LUSH rewards cruelty-free research


LUSH Rewards Cruelty-Free Research

Campaigning cosmetics company Lush today announces the creation of the first ever Lush Prize to help bring an end to animal testing in the wake of the continuing failure to ban these practices once and for all. 


The Lush Prize will reward groups or individuals working in the field of cruelty-free scientific research, awareness-raising and lobbying to help bring to an end to this barbaric and unnecessary activity.  


The prize has been created by Lush under the guidance of UK magazine, Ethical Consumer ensuring that the award process is impartial, rigorous and comprehensive in scope. 


Its £250,000 annual prize fund – the biggest prize in the alternative testing sector – seeks to focus pressure on safety testing for consumer products in a way which complements projects already addressing alternatives to the animal testing of medicines. 


The Lush Prize was launched today at a media breakfast briefing at The Ivy in London. Co-founder of Lush Mark Constantine OBE chose the timing and venue to make a very specific point. 


Mark Constantine, co-founder of Lush comments: “Our customers want safe cosmetics tested without the involvement of animals.

21 years ago, here in this room, almost to the hour we launched a policy that promised that there would there be no animal testing of our product or ingredients.


We went further and worked with our suppliers to stop the use of any animals for any of their safety testing. Sadly animal testing for the cosmetics industry is still widespread.

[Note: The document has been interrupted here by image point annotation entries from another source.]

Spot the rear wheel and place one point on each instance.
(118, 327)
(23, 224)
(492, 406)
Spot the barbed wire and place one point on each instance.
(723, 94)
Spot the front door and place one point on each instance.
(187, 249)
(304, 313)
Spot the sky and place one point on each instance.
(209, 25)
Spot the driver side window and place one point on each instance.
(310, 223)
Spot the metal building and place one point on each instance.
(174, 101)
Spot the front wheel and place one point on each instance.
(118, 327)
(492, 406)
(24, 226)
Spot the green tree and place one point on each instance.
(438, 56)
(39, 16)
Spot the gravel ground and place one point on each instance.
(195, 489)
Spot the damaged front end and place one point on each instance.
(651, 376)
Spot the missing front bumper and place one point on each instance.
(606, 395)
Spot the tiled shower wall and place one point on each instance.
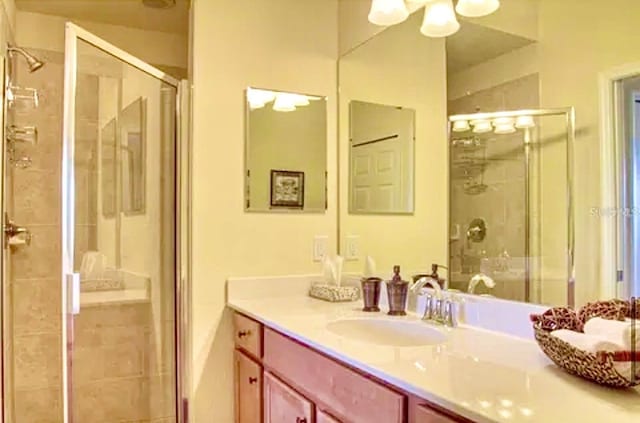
(502, 205)
(119, 372)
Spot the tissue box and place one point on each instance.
(333, 293)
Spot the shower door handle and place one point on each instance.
(73, 293)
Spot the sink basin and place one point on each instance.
(397, 333)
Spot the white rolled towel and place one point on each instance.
(620, 332)
(586, 342)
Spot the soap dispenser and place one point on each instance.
(397, 290)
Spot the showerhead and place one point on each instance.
(32, 62)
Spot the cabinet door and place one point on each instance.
(248, 375)
(282, 404)
(322, 417)
(424, 414)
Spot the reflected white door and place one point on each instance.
(377, 176)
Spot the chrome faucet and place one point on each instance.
(437, 308)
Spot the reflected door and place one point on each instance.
(119, 236)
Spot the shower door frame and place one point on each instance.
(70, 297)
(569, 115)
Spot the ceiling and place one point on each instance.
(131, 13)
(474, 44)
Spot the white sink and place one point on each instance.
(397, 333)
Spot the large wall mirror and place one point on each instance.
(286, 152)
(381, 164)
(499, 193)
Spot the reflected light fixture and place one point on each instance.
(525, 122)
(439, 19)
(285, 102)
(481, 126)
(505, 128)
(461, 126)
(477, 8)
(388, 12)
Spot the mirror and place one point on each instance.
(108, 170)
(381, 158)
(286, 152)
(133, 150)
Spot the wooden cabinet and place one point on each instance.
(323, 417)
(248, 335)
(348, 394)
(248, 386)
(282, 404)
(280, 380)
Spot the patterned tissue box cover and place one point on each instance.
(334, 294)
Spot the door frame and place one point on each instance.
(610, 147)
(73, 34)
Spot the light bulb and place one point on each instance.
(503, 121)
(477, 8)
(525, 122)
(481, 126)
(388, 12)
(461, 126)
(285, 102)
(439, 19)
(300, 100)
(506, 128)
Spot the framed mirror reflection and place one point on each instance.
(285, 152)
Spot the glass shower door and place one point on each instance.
(119, 236)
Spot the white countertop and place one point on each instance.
(482, 375)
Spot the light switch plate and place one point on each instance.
(352, 247)
(320, 243)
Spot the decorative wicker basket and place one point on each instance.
(598, 367)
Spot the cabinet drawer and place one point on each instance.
(350, 396)
(282, 404)
(248, 335)
(322, 417)
(248, 383)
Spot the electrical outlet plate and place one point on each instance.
(320, 243)
(352, 247)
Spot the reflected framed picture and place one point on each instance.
(287, 189)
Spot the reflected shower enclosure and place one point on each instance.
(511, 211)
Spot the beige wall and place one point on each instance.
(503, 69)
(288, 45)
(151, 46)
(386, 70)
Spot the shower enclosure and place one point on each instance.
(93, 309)
(511, 210)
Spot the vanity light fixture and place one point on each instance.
(439, 15)
(477, 8)
(461, 126)
(439, 19)
(504, 129)
(388, 12)
(525, 122)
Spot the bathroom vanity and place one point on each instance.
(285, 380)
(302, 360)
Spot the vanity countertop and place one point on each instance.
(482, 375)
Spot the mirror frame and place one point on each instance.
(246, 171)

In fact new legislation has increased it. 



“In 21 years a lot has changed but still much of the cosmetic industry cannot guarantee safe cosmetics tested without the involvement of animals.


So here at Lush we are trying another tack. Today we are launching a prize worth a quarter of a million pounds and we hope to fund the Eureka moment: when a breakthrough is made to end animal testing of cosmetics forever.” 


Rob Harrison, editor of Ethical Consumer comments: “In designing this Prize we have spoken to lots of campaigners and researchers. The reasons that animal testing is still widespread are complex. This is why the Prize has five different elements including lobbying regulators and training researchers in non-animal 



“By targeting significant new funds each year at each of these key pressure point, the Prize hopes to make a real difference to replacing animal testing with effective replacement methods.” 


The first Lush Prize Awards are scheduled to take place in London in November 2012. The winners will be chosen by a panel of high profile figures from the animal welfare world and scientific community. 


Prizes of £50k each (totalling £250k) will be awarded in the following categories:

  • Science Prize – the development of replacement non-animal tests 

  • Training Prize – training researchers in non-animal methods 

  • Lobbying Prize – policy interventions to promote the use of replacements 

  • Public Awareness Prize – public-awareness raising of ongoing testing 

  • Young Researcher Awards – to five post-graduates specialising in replacements research 

Details of the nominees and the high profile awards panel for The Lush Prize will be released in the run up to November’s awards event.